No início de seu pontificado, o Papa várias vezes chamou atenção para “nossos muitos irmãos e irmãs que dão testemunho do nome de Jesus, até o ponto do martírio” [i].

Nos mesmos dias desses apelos vindos de Roma, em abril de 2013, o bispo romeno Alexandru Mesian percorreu várias cidades da Itália para apresentar ao público o testemunho de um desses mártires de nosso tempo, seu predecessor na diocese greco-católica de Lugoj.

O nome dele é Ioan Ploscaru. Ele morreu em 1998 com a idade de 87 anos, quinze dos quais passados na prisão. Seu crime foi um só: ter permanecido fiel à Igreja de Roma, recusando-se a mudar para a Igreja Ortodoxa, conforme a ordem do governo comunista.

O jovem Ioan Ploscaru.

A Segunda Guerra Mundial mal acabara e, assim como na Ucrânia, também na Romênia o regime quis varrer a Igreja Greco-Católica local, com seus bispos, sacerdotes e milhões de fiéis, colocando-a na ilegalidade e pondo-os à força dentro da Igreja Ortodoxa. Diante da recusa deles, em 1948, todos os bispos foram detidos. Seu destino era morrer no cárcere. Outros bispos foram ordenados clandestinamente. Entre eles estava Ioan Ploscaru, que recebeu a imposição das mãos do núncio vaticano em Bucareste, a 30 de novembro de 1948. Mas ele só aguentaria nas catacumbas por alguns meses. Em agosto de 1949 seria preso também.

Então teve início o seu calvário, que ele narrou com detalhes em um livro de memórias. O livro foi publicado na Romênia em 1993, mas só cruzou as fronteiras vinte anos depois, numa edição italiana muito bem editada, impressa pelas Edizioni Dehoniane, em Bolonha. (Hoje o livro já conta com uma tradução espanhola e francesa.)

Trata-se de um livro extraordinário por várias razões. Ele lembra os “Contos de Kolimá”, de Shalamov, quando retrata a ferocidade dos carcereiros, cruéis ao ponto do inimaginável, entre humilhações que incluíam “[fazer os prisioneiros] comer as próprias fezes, urinar nas bocas dos outros, forçá-los a confessar ter praticado atos sexuais aberrantes com os próprios pais”. Mas a obra também lembra a serenidade descritiva e a ironia de Soljenítsin em seu “Arquipélago Gulag”.

O relato é sobretudo de uma experiência de fé. Que brilha mesmo nas noites mais tenebrosas. Que arrebata de estupor mesmo os mais depravados. Que enche de piedade mesmo os mais terríveis perseguidores.

O regime comunista romeno caiu em 1989. No ano seguinte, Ioan Ploscaru pôde reassumir sua catedral, devolvida a ele pelo metropolita ortodoxo de Lugoj. 

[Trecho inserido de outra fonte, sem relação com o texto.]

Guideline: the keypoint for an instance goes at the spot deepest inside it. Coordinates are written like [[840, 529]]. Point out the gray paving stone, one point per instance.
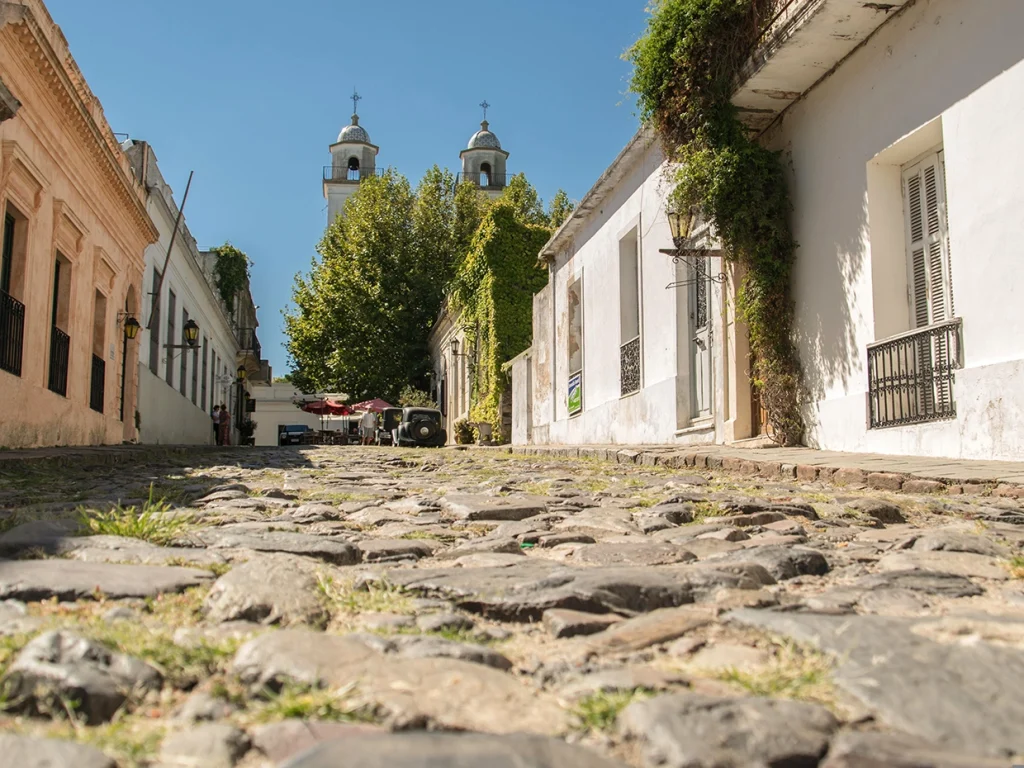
[[451, 751], [686, 730], [70, 580], [269, 590], [955, 695], [33, 752], [59, 667], [332, 551]]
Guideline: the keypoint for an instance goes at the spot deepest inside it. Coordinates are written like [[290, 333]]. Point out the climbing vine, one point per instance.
[[230, 273], [493, 296], [685, 73]]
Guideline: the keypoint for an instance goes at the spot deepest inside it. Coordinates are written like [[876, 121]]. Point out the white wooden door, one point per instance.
[[701, 339]]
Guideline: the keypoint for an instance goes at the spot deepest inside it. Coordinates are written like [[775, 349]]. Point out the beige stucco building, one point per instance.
[[75, 228]]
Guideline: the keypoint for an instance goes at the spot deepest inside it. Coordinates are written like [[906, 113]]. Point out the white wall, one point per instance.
[[169, 417], [660, 411], [274, 408], [947, 59]]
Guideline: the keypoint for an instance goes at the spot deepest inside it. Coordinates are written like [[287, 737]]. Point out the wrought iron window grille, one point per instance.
[[694, 258], [910, 376], [629, 366]]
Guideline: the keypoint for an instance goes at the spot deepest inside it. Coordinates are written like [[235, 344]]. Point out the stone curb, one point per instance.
[[103, 455], [892, 481]]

O que segue é uma breve antologia de seu livro de memórias, com os títulos dos capítulos de onde foram tiradas as respectivas passagens.

Ioan Ploscaru, em encontro com o Papa São João Paulo II.

Cadeias e Terror

por Ioan Ploscaru

A todos nós, sacerdotes e bispos greco-católicos, foi oferecida a liberdade em troca da conversão para a Igreja Ortodoxa. A mim, pessoalmente, propuseram-me esta troca várias vezes, a começar pela minha primeira detenção. Mas não se pode pôr em risco a própria consciência. Se eu tivesse cedido, teria sido um grande desastre para a minha consciência e uma fonte de confusão para aqueles com os quais convivia.

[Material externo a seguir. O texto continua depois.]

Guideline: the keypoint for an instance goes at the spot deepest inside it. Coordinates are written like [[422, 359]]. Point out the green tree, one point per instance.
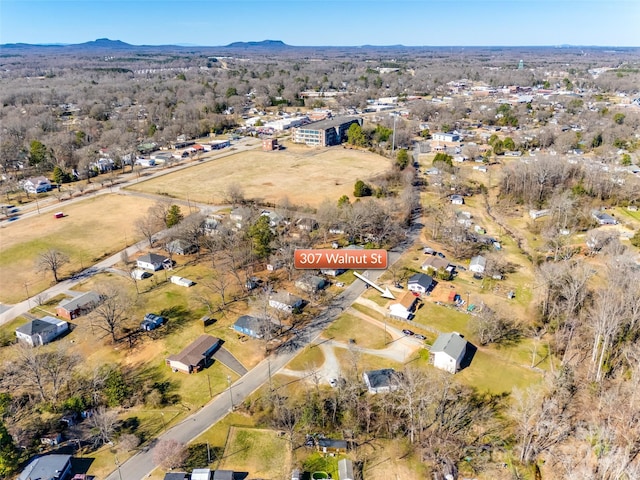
[[9, 455], [261, 236], [37, 152], [344, 201], [596, 141], [174, 216], [509, 144], [361, 189], [355, 135], [402, 159]]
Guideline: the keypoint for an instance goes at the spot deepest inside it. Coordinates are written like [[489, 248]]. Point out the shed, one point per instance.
[[41, 330], [381, 381], [77, 306], [196, 356]]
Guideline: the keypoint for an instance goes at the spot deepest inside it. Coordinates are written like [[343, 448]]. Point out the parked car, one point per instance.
[[152, 321]]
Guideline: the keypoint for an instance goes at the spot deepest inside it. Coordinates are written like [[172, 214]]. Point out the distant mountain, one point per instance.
[[264, 43], [104, 43]]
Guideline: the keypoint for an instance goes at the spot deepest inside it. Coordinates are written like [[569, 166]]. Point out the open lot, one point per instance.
[[90, 231], [261, 453], [305, 176]]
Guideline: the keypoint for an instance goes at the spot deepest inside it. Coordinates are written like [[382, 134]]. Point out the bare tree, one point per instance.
[[52, 260], [112, 311], [170, 454]]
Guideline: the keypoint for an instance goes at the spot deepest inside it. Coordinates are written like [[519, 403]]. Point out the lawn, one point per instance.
[[262, 453], [305, 176], [365, 334], [79, 235]]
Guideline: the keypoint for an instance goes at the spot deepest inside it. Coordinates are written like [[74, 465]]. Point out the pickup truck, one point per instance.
[[152, 321]]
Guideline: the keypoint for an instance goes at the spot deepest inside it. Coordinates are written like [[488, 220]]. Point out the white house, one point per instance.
[[37, 185], [478, 264], [41, 331], [405, 307], [153, 262], [448, 351], [285, 301], [420, 283]]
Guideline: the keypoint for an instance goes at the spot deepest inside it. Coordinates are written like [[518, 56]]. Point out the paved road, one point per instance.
[[9, 312], [141, 465]]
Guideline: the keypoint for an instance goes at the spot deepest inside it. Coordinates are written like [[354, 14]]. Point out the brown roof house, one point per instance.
[[405, 307], [196, 356]]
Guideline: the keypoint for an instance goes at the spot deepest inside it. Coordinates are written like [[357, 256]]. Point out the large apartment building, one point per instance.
[[326, 132]]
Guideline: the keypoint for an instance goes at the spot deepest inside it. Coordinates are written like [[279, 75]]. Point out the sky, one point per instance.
[[324, 22]]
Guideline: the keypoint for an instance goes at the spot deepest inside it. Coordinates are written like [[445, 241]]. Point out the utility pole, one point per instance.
[[230, 392]]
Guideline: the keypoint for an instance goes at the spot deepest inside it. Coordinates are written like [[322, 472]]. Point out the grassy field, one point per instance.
[[91, 230], [262, 453], [305, 176]]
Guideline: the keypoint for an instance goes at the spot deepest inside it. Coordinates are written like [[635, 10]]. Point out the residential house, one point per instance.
[[180, 246], [176, 476], [221, 475], [457, 199], [37, 185], [311, 283], [285, 301], [345, 469], [41, 331], [405, 307], [153, 262], [307, 224], [420, 283], [448, 351], [47, 467], [201, 474], [331, 446], [603, 218], [381, 381], [252, 326], [196, 356], [478, 264], [332, 272], [80, 305], [434, 264]]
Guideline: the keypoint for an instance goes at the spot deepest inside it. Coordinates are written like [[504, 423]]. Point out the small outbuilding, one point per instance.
[[80, 305], [41, 331]]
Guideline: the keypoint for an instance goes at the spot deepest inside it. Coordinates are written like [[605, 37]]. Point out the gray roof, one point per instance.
[[450, 343], [81, 301], [153, 258], [381, 378], [39, 325], [46, 467], [421, 279], [329, 123]]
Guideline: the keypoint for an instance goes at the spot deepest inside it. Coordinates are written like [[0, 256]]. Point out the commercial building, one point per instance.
[[326, 132]]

Nas memórias que escrevi não há lamentações severas, muito menos estados de espírito desesperados, porque quando oferecemos todos esses sofrimentos a Deus eles se tornam suportáveis. Mas eu não teria sido capaz de os suportar sozinho, se Jesus não tivesse estado sempre ao meu lado e ao lado de todos nós.

Considerei os nossos carcereiros como “instrumentos”, e não faço nenhuma acusação contra nenhum deles: ao contrário, desejo que esses inquisidores tenham uma verdadeira conversão a Deus e um arrependimento verdadeiro e claro por tudo o que fizeram.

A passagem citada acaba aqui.